Salimos de la Ruta 3 por Century Road. El estadio de los Giants se veía a lo lejos. Al cabo de un par de kilómetros, Rachel señaló por la ventanilla.

– Estuvieron por aquí.

El rótulo decía metrovista y el aparcamiento parecía ser una interminable extensión, que desaparecía en los lejanos páramos. Metro Vista era un típico complejo de oficinas de Nueva Jersey, construido durante la gran expansión de los ochenta. Centenares de oficinas, todas frías e impersonales, relucientes y robotizadas, con demasiadas ventanas opacas que no dejaban entrar suficiente luz solar. Las farolas de vapor zumbaban y era fácil imaginarse, si no oír, el tono monótono de las abejas obreras.

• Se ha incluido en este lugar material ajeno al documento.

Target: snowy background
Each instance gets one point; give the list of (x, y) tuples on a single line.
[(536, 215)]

– No han parado a poner gasolina -murmuró Rachel.

– ¿Qué hacemos ahora?

– Lo único que podemos hacer -dijo ella-. Seguir persiguiendo el dinero.

Heshy y Lydia se dirigían al oeste hacia la autopista estatal Garden. Steven Bacard les seguía en su coche. Lydia abrió los fajos de billetes. Tardó diez minutos en encontrar el localizador. Lo arrancó del hueco del dinero.

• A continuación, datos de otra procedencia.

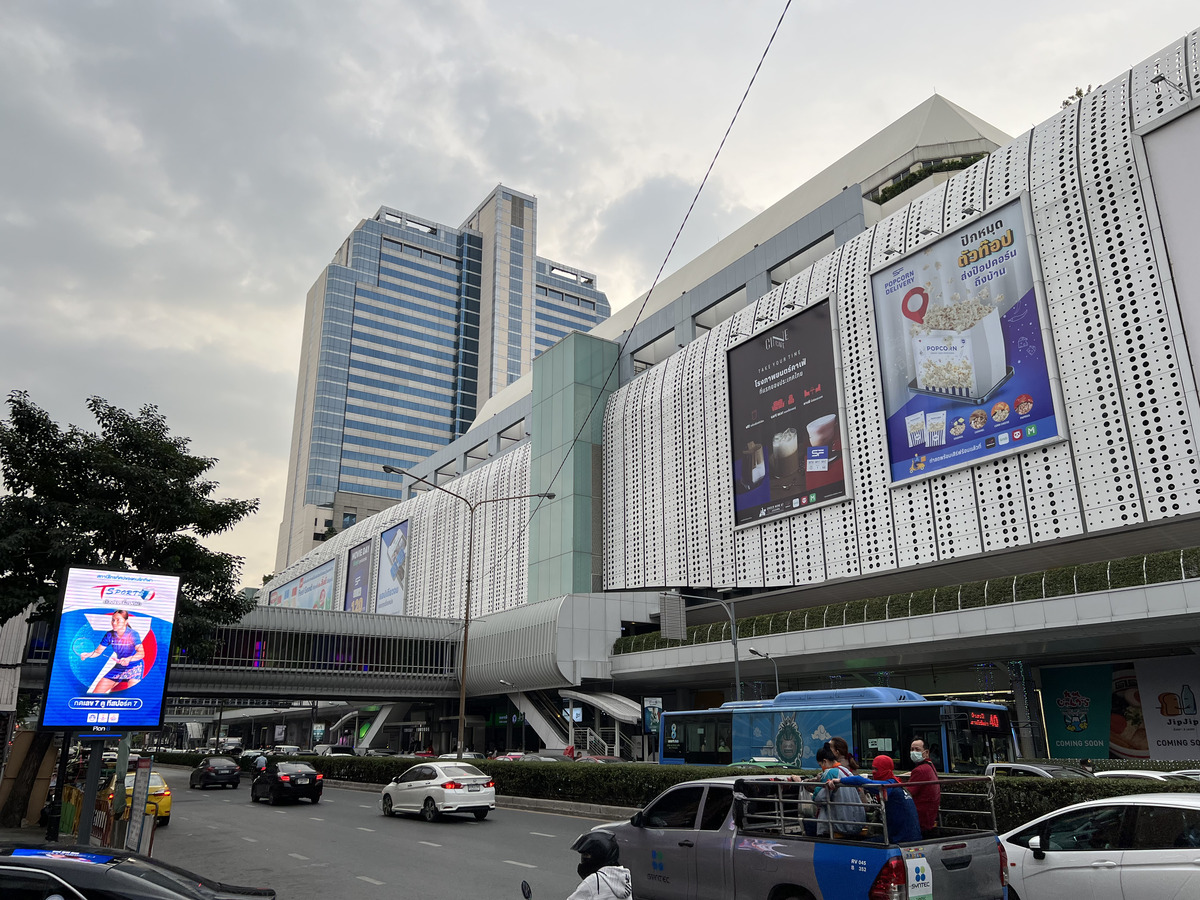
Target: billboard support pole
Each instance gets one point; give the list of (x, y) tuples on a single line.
[(55, 815)]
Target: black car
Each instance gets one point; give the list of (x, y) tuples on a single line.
[(75, 873), (287, 781), (215, 771)]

Lo levantó para que Heshy pudiera verlo.

– Muy lista -comentó.

– O hemos cometido un desliz.

«Nunca hemos sido perfectos, Oso.

Heshy no contestó. Lydia bajó la ventanilla. Sacó la mano e hizo señales a Bacard para que les siguiera. Él respondió con un gesto dando a entender que había comprendido. Cuando redujeron la marcha en el peaje, Lydia besó rápidamente a Heshy en la mejilla y bajó del coche. Se llevó el dinero. Ahora Heshy estaba solo con el localizador. Si la tal Rachel seguía con vida o la Policía se había enterado de lo que pasaba pararían a Heshy. Él tiraría el aparato a la calle. Lo encontrarían, por supuesto, pero no podrían demostrar que procedía del coche de Heshy. Y aunque pudieran, ¿qué? Registrarían a Heshy y su coche y no encontrarían nada. Ni niño, ni nota de rescate, ni dinero, ni nada. Estaba limpio.

Lydia corrió al coche de Steven Bacard y subió al asiento del pasajero.

– ¿Has localizado a Pavel? -preguntó.

– Sí.

Lydia cogió el teléfono. Pavel se puso a gritar en su lengua materna, fuera cual fuera. Ella esperó y luego le dijo dónde iban a encontrarse. Cuando Bacard oyó la dirección, volvió la cabeza hacia ella sorprendido. Ella sonrió. Pavel, por supuesto, no comprendió el significado del lugar, pero ¿por qué habría de comprenderlo? Protestó un poco más, pero finalmente se calmó y dijo que estaría allí. Lydia colgó el teléfono.